Engineering Contradictions & Design Principles
Engineering Contradiction Analysis
1Measurement precision
If continuous human monitoring of test drivers is implemented, then driver fatigue detection capability is improved, but system complexity and operational costs increase
Solution Approach 1:
The system creates a digital model or representation of driver fatigue state by analyzing video feeds through machine learning algorithms. Instead of requiring multiple human observers, the system generates a computational copy of the driver's alertness level based on visual indicators, enabling accurate fatigue detection through data replication and analysis rather than human multiplication.
Solution Approach 2:
The patent transforms the monitoring approach by changing parameters from subjective human assessment to objective video-based metrics.
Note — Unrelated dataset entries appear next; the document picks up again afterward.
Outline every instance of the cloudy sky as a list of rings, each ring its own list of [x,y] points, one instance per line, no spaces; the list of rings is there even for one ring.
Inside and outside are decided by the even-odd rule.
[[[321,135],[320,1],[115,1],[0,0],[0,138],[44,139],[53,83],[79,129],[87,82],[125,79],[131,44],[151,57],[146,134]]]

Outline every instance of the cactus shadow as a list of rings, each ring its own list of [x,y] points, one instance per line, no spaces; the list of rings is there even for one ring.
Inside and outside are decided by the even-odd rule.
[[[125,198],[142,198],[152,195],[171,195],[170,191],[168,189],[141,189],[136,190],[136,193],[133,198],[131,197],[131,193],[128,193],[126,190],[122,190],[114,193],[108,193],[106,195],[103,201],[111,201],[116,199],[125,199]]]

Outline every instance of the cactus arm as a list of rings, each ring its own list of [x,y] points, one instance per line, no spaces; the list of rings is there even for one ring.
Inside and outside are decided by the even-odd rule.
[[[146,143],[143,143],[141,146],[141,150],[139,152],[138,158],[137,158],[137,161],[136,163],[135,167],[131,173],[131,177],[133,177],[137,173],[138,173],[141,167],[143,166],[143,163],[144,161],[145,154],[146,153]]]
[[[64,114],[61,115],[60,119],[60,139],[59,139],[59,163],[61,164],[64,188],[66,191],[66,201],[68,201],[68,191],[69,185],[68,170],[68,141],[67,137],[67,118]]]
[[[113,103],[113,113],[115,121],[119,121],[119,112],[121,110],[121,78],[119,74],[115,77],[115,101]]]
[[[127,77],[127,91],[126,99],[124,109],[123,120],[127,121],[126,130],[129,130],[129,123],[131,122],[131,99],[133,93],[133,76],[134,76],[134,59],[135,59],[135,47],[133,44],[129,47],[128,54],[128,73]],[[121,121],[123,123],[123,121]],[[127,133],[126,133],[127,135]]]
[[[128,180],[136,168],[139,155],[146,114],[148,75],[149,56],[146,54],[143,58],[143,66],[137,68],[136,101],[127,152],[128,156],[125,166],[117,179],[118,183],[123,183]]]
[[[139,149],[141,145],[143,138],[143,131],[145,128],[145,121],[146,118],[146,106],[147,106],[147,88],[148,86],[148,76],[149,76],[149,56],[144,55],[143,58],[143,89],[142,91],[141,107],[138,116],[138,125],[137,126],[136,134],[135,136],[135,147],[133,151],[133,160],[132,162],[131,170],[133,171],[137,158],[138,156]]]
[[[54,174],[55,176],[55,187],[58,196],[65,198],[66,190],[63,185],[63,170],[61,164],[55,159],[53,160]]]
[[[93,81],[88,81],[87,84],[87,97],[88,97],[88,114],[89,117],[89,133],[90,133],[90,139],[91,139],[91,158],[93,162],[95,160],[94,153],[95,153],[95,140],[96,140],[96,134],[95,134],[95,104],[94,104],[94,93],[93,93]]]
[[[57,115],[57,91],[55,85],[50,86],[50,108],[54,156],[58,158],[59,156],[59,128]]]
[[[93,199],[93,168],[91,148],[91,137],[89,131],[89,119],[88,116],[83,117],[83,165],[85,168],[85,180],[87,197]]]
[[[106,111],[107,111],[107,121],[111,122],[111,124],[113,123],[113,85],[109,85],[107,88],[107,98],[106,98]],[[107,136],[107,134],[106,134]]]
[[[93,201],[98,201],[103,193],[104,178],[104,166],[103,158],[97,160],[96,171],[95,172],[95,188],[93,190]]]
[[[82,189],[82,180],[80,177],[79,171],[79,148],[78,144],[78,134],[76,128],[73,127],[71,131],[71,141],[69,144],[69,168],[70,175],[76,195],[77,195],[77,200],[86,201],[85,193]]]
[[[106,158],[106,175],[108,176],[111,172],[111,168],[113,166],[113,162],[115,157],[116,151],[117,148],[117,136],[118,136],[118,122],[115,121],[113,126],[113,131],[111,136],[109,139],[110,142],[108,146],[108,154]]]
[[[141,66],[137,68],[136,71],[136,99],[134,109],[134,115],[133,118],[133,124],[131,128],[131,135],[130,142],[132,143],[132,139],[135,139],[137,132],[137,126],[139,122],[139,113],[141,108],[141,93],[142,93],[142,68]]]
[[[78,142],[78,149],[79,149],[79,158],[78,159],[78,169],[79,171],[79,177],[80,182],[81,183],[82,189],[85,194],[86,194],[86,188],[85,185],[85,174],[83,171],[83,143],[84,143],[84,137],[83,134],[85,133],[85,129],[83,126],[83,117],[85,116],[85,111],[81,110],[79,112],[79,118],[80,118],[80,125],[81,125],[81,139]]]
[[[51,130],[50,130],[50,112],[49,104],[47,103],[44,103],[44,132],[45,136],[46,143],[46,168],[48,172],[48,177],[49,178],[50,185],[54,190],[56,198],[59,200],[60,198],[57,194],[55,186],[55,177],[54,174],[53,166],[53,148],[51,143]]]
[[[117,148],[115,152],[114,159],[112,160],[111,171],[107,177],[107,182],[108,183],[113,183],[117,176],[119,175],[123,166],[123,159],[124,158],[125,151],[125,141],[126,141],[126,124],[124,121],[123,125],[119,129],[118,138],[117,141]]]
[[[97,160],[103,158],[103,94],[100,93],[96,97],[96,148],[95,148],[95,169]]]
The system analyzes specific visual parameters such as eye closure duration, head position, and facial muscle tension from video feeds, converting qualitative fatigue assessment into quantifiable measurable parameters that can be processed automatically.
2Reliability
If frequent video analysis and human operator review are conducted, then fatigue event detection reliability is improved, but time consumption and operational efficiency decrease
Solution Approach 1:
The system applies partial monitoring action by using the AI model to continuously analyze video feeds at a basic level, then selectively escalating to full human operator review only when the model detects indicators suggesting potential fatigue. This partial automation approach maintains high reliability by combining continuous automated monitoring with targeted human verification, reducing overall time loss compared to requiring constant human review of all footage.
Data Source
AI summary
Aspects of the disclosure relate to models for estimating the likelihood of fatigue in test drivers. In some instances, training data including videos of the test drivers while such test drivers are tasked with monitoring driving of a vehicle operating in an autonomous driving mode may be identified. The training data also includes driver drowsiness values generated from one or more human operators observing the videos. The training inputs and outputs may be used to train the model such that when a new video of a first test driver is input into the model, the model will output an estimate of a likelihood of fatigue for that test driver.